Wenn man allerdings § 19 Abs 2 UVG nicht als direkt anwendbar sehen würde, weil es nicht zu einer ausdrücklichen "Erhöhung" des bislang nur vorläufig festgesetzten Unterhaltes gekommen ist, wäre jedenfalls eine Analogie zu dieser Bestimmung angezeigt. Die analoge Anwendung einer Gesetzesbestimmung setzt voraus, dass eine planwidrige und daher ungewollte Gesetzeslücke besteht. Das ist dann der Fall, wenn Wertungen und Zweck der konkreten gesetzlichen Regelung die Annahme rechtfertigen, der Gesetzgeber habe einen nach denselben Maßstäben regelungsbedürftigen Sachverhalt übersehen. Das Gesetz müsste also, gemessen an seiner eigenen Absicht und Teleologie, ergänzungsbedürftig sein, ohne dass diese Ergänzung einer vom Gesetz gewollten Beschränkung widerspräche (stRsp ua EvBl 1999/78 mwN; ÖA 1999, 263). Dass dies der Fall wäre, könnte § 19 Abs 2 UVG auf Fälle wie den vorliegenden nicht unmittelbar angewendet werden, ergibt sich daraus, dass dann eben der Gleichlauf von Titel und Vorschuss nicht hergestellt würde.

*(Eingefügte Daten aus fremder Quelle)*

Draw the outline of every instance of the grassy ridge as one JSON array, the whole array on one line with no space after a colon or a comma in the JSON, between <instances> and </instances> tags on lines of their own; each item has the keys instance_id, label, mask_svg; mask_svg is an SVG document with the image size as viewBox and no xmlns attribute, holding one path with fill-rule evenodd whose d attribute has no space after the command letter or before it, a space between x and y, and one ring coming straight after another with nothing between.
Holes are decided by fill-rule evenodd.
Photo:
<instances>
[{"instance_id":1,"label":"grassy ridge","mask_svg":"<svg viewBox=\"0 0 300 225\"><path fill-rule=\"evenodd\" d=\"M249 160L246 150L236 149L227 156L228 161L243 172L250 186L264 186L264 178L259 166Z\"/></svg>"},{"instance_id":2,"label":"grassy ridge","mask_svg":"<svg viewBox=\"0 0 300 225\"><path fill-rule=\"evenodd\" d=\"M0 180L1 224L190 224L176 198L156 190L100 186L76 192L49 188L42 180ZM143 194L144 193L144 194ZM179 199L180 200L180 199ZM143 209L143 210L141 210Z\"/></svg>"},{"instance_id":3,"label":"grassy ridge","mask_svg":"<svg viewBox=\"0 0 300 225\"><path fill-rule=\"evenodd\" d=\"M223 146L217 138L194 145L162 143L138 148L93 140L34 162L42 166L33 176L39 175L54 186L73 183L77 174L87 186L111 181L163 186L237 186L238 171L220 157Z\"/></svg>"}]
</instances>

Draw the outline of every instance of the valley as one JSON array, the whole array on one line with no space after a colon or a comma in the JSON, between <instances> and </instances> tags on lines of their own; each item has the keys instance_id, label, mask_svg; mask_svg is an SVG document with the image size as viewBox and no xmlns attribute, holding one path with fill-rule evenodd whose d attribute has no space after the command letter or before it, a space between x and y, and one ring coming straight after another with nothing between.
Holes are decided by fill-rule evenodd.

Geht man also richtigerweise davon aus, dass auch die erstmalige Festsetzung des Unterhalts nach § 140 ABGB im außerstreitigen Verfahren während laufender Gewährung von vorläufigen Unterhaltsbeiträgen nach § 382a EO eine Erhöhung des Unterhaltsbeitrages iSd (zumindest analog anzuwendenden) § 19 Abs 2 UVG bedeutet, dann erfordert es der dargelegte Zweck eines Gleichlaufes zwischen Vorschuss und Titel, auch eine rückwirkende Erhöhung der Vorschüsse zu billigen, in gleicher Weise wie dies bei einer Erhöhung der bereits einmal im außerstreitigen Verfahren festgesetzten Unterhaltsbeiträge nach § 19 Abs 2 UVG zu geschehen hat. Anders als im Fall der Entscheidung ÖA 1999, 263 ist eben hier bereits auf Grund der vorläufigen Unterhaltsfestsetzung ein Titelvorschuss gewährt worden, auch eine Prüfung der Voraussetzungen der Vorschussgewährung nach § 3 und § 4 Z 1 UVG hat - anders als bei Vorschüssen, die ursprünglich nach § 4 Z 5 UVG gewährt wurden - bereits stattgefunden. Dass das Kind, welches einen vorläufigen Unterhalt nach § 382a EO erlangt hat, auch im Unterhaltsvorschussrecht gegenüber anderen bevorzugt ist, bei denen dies nicht der Fall war, läuft weder den Zwecken des § 382a EO noch denen des UVG zuwider. Auch wenn man mit der Entscheidung ÖA 1999, 263 den vorläufigen Unterhalt nicht als "Vorgriff" auf den im Außerstreitverfahren festgesetzten ansehen will, bleibt es doch dabei, dass beiden Titeln derselbe materielle Anspruch zugrundeliegt, weshalb eine Anpassung jedenfalls eines Titelvorschusses nach § 4 Z 1 UVG gerechtfertigt erscheint.

Dem Revisionsrekurs war daher Folge zu geben und der Beschluss des Erstgerichtes wiederherzustellen.